I'm at the end of my rope with this tank. Every time I set it up, the exact same thing happens, over and over, and I'm trying to pinpoint what is going on.
Both my Rotala wallichi and Rotala nanjenshan look like this. Every stem I've planted before ends up doing the same thing. Even my crypt and marselia leaves are small and twisted up like this. I change things up, nothing.
I just set this tank back up about three weeks ago. The rotala have been in there for two weeks. They came to me in good shape with full leaves.
Tank: 29 gallon tank (30" x 12" x 18")
Lights: 3x 18w T5NO lights (2x 6700k, one rosette), directly over the water line, 6 hour light period
CO2: Pressurized co2 via Rex Grigg style DIY inline reactor
Filter: Eheim 2213, Koralia Nano 425 for extra flow
Ferts: EI for dry ferts, and 1.5 capfuls of Seachem Trace every week. There are some pFertz root tabs under the plants.

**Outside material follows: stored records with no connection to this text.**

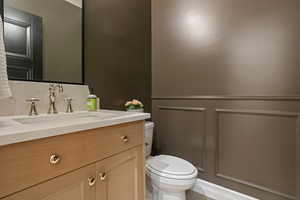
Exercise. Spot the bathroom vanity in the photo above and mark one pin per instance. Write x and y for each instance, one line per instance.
(83, 156)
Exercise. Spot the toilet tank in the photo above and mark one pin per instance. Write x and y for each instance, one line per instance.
(149, 126)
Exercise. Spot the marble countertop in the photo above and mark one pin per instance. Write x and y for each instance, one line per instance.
(24, 128)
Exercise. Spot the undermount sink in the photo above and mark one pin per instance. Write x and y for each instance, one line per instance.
(64, 117)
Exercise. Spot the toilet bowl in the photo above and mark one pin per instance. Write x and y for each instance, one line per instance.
(168, 177)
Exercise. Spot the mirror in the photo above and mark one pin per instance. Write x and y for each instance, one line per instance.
(43, 40)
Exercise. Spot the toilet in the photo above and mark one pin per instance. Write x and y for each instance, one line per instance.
(168, 177)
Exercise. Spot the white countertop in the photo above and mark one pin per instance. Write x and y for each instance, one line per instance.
(16, 129)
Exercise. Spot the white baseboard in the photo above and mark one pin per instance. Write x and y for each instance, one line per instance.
(217, 192)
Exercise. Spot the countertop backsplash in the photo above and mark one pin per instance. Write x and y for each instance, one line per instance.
(22, 90)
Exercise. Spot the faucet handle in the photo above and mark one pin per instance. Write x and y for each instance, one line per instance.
(69, 105)
(33, 102)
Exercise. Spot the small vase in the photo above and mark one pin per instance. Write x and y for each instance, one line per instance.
(136, 110)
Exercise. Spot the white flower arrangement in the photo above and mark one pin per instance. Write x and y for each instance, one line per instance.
(134, 105)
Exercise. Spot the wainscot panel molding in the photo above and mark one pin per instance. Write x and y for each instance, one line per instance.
(179, 129)
(220, 97)
(250, 144)
(257, 148)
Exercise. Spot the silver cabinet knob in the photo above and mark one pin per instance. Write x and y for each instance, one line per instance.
(33, 103)
(54, 159)
(92, 181)
(102, 176)
(124, 139)
(69, 105)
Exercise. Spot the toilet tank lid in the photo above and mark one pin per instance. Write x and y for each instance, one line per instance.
(170, 165)
(149, 125)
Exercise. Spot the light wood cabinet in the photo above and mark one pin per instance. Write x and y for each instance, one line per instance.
(117, 174)
(72, 186)
(121, 177)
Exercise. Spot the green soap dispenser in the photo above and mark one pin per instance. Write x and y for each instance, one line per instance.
(92, 102)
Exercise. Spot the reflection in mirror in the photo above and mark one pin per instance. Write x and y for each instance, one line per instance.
(43, 40)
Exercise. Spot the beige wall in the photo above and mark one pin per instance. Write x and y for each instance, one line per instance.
(62, 31)
(221, 71)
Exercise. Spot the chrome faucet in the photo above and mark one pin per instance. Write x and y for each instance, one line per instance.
(52, 97)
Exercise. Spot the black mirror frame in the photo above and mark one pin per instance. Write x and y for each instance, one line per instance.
(82, 52)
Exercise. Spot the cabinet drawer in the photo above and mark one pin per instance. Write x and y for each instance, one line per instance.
(26, 164)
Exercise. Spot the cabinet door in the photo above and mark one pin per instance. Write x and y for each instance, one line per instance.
(77, 185)
(121, 177)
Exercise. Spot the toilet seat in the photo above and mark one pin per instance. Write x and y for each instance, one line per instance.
(171, 167)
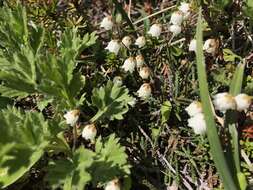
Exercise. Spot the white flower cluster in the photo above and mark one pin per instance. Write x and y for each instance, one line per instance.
(196, 121)
(225, 101)
(178, 17)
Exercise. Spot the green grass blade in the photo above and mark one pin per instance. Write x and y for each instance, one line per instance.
(212, 133)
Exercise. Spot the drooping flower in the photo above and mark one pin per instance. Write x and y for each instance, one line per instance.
(113, 46)
(127, 41)
(224, 101)
(210, 46)
(194, 108)
(155, 30)
(177, 18)
(175, 29)
(144, 91)
(198, 124)
(72, 117)
(117, 80)
(243, 101)
(113, 185)
(129, 64)
(139, 60)
(140, 41)
(193, 45)
(107, 23)
(144, 72)
(89, 132)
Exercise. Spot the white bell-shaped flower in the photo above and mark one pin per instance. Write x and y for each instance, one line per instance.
(210, 46)
(243, 101)
(155, 30)
(144, 72)
(177, 18)
(113, 46)
(140, 41)
(72, 117)
(107, 23)
(224, 101)
(129, 65)
(127, 41)
(89, 132)
(113, 185)
(194, 108)
(198, 124)
(193, 45)
(175, 29)
(139, 60)
(144, 91)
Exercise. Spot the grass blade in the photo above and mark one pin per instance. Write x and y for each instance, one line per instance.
(212, 133)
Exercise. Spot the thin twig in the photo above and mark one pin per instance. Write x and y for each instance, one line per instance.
(154, 14)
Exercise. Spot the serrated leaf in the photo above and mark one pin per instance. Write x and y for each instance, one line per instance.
(110, 161)
(74, 170)
(28, 134)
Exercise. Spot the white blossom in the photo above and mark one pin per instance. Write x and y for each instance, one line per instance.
(127, 41)
(117, 80)
(89, 132)
(198, 124)
(144, 72)
(210, 46)
(113, 185)
(72, 117)
(107, 23)
(193, 45)
(113, 46)
(175, 29)
(243, 101)
(139, 60)
(155, 30)
(224, 101)
(140, 41)
(129, 65)
(144, 91)
(194, 108)
(177, 18)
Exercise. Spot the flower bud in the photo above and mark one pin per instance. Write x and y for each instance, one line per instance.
(129, 65)
(140, 41)
(72, 117)
(89, 132)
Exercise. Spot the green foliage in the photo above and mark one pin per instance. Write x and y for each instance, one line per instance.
(23, 138)
(110, 161)
(107, 162)
(71, 172)
(112, 101)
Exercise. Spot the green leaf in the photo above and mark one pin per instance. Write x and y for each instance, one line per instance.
(228, 55)
(72, 172)
(165, 111)
(212, 133)
(23, 138)
(111, 101)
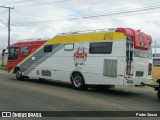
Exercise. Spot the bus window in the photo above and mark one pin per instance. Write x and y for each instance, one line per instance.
(144, 53)
(24, 51)
(13, 53)
(100, 48)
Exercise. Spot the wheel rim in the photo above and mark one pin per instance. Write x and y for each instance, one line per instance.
(18, 74)
(77, 81)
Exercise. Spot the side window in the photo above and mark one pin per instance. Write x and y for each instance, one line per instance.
(24, 51)
(13, 53)
(48, 48)
(100, 48)
(68, 47)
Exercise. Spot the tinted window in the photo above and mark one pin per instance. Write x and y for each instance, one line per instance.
(100, 48)
(24, 51)
(13, 53)
(48, 48)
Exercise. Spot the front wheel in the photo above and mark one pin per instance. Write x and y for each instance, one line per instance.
(19, 75)
(78, 82)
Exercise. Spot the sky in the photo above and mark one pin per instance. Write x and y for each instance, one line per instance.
(34, 19)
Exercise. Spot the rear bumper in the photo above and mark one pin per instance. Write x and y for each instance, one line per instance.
(137, 81)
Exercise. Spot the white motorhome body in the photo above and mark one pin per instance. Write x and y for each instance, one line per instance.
(93, 58)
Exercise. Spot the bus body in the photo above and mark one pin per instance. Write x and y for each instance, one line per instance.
(156, 68)
(119, 56)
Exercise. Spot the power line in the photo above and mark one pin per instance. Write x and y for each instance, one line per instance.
(96, 16)
(43, 3)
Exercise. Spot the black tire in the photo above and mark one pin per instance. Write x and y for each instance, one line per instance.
(158, 94)
(19, 75)
(78, 82)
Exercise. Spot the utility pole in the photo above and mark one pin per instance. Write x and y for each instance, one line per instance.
(155, 46)
(8, 26)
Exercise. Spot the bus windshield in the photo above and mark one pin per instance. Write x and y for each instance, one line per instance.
(13, 53)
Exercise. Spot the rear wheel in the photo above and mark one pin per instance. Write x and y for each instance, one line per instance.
(158, 93)
(19, 75)
(78, 82)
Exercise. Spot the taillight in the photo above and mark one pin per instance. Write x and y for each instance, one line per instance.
(149, 68)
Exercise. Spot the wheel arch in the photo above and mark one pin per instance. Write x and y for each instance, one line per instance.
(76, 72)
(16, 69)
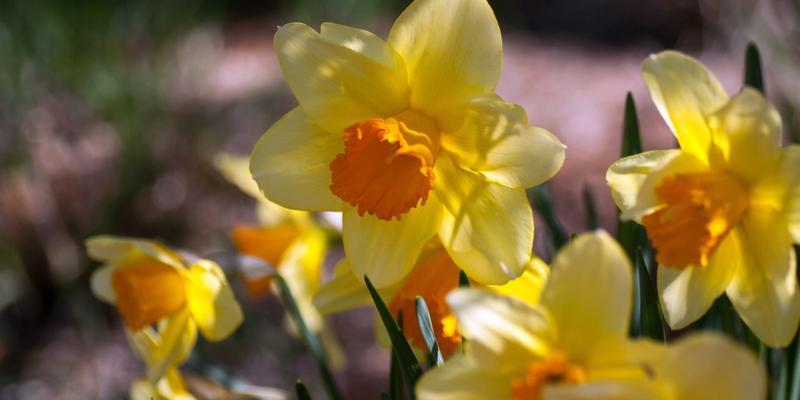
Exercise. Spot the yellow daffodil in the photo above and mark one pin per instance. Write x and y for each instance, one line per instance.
(434, 275)
(163, 298)
(288, 242)
(574, 345)
(723, 210)
(407, 138)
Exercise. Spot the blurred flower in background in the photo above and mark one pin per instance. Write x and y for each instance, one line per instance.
(111, 115)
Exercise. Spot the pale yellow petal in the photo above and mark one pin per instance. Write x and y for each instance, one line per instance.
(764, 289)
(673, 163)
(626, 176)
(101, 283)
(343, 292)
(685, 93)
(603, 390)
(335, 85)
(172, 345)
(528, 286)
(387, 250)
(291, 163)
(589, 290)
(462, 379)
(487, 228)
(211, 301)
(705, 366)
(496, 141)
(503, 332)
(746, 136)
(686, 294)
(452, 49)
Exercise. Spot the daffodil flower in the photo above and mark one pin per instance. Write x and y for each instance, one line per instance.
(163, 299)
(288, 242)
(723, 210)
(434, 275)
(574, 344)
(407, 138)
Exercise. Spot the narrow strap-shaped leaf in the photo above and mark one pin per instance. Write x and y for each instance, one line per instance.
(589, 206)
(301, 391)
(753, 76)
(463, 279)
(543, 204)
(310, 338)
(428, 334)
(405, 356)
(648, 320)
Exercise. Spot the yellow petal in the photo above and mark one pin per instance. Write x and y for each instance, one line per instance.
(673, 163)
(503, 332)
(604, 390)
(461, 379)
(528, 286)
(706, 366)
(291, 163)
(497, 142)
(236, 169)
(687, 293)
(746, 135)
(487, 228)
(589, 290)
(172, 345)
(387, 250)
(764, 289)
(335, 85)
(452, 49)
(685, 93)
(211, 301)
(626, 176)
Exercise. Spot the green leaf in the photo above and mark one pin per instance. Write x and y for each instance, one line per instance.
(591, 209)
(631, 138)
(301, 391)
(407, 361)
(543, 204)
(463, 279)
(428, 334)
(753, 76)
(648, 320)
(312, 342)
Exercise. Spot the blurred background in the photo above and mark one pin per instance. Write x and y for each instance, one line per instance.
(111, 112)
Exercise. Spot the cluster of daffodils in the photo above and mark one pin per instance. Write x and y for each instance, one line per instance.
(428, 167)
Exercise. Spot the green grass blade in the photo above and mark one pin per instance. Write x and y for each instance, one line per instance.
(631, 136)
(543, 204)
(590, 207)
(648, 320)
(753, 76)
(310, 338)
(428, 334)
(463, 279)
(405, 356)
(301, 391)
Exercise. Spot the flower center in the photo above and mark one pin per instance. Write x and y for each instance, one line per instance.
(268, 244)
(700, 209)
(387, 165)
(555, 369)
(147, 292)
(432, 280)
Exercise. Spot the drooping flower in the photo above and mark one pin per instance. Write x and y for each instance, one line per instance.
(574, 344)
(723, 210)
(288, 242)
(434, 275)
(407, 138)
(163, 298)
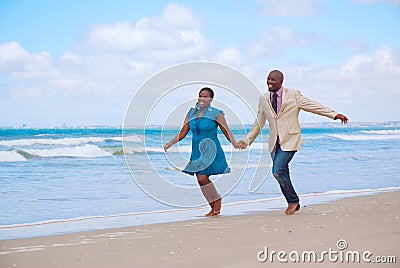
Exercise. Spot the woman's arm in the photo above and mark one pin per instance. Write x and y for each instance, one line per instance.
(223, 125)
(184, 131)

Substrate: Flourite Dark and Flourite Black. A small amount of crushed coral was accidentally mixed in (my daughter was "helping" me). I tried to remove as much as I could.
pH: 7.0 when co2 is off, 6.2 when co2 is on
The water is pure RO with Equilibrium (I did add a few gallons of tap when I first started the tank up, my tap water is like concrete). KH is from the initial set up and the crushed coral. KH went up when I started injecting co2.
Flow is good, all the plants are moving. The co2 is cranked up pretty high, the drop checker with 4dkh water turns bright green. There are no fish or shrimp in this tank, only snails. They seem largely unaffected by the co2. By the time the lights turn off, the tank is FULL of bubbles sticking to everything, including the glass.
The plants are suggesting a calcium/magnesium deficiency, judging by the deformed new leaves growing, and some plants have pale old leaves with dark veins. But I find that hard to believe, with the hardness of the water. I started adding Seachem Trace, thinking maybe there was something missing in the dry trace, but it's not helping anything.
I'm starting to wonder if it's the lights. I have them directly resting on top of the tank, but even then the DHG in the tank is struggling to grow. I have a hard time believing that the lights are too intense. The bulbs are old, I have not replaced them. Right now I'm wondering if I should buy new bulbs or just a new fixture (replacing it with a T5HO fixture). I can raise the lights above the tank, but that will probably be the end of the DHG. The stems are still fairly short, they are only about five inches closer to the light than the failing DHG.
Anyone see any red flags I'm missing?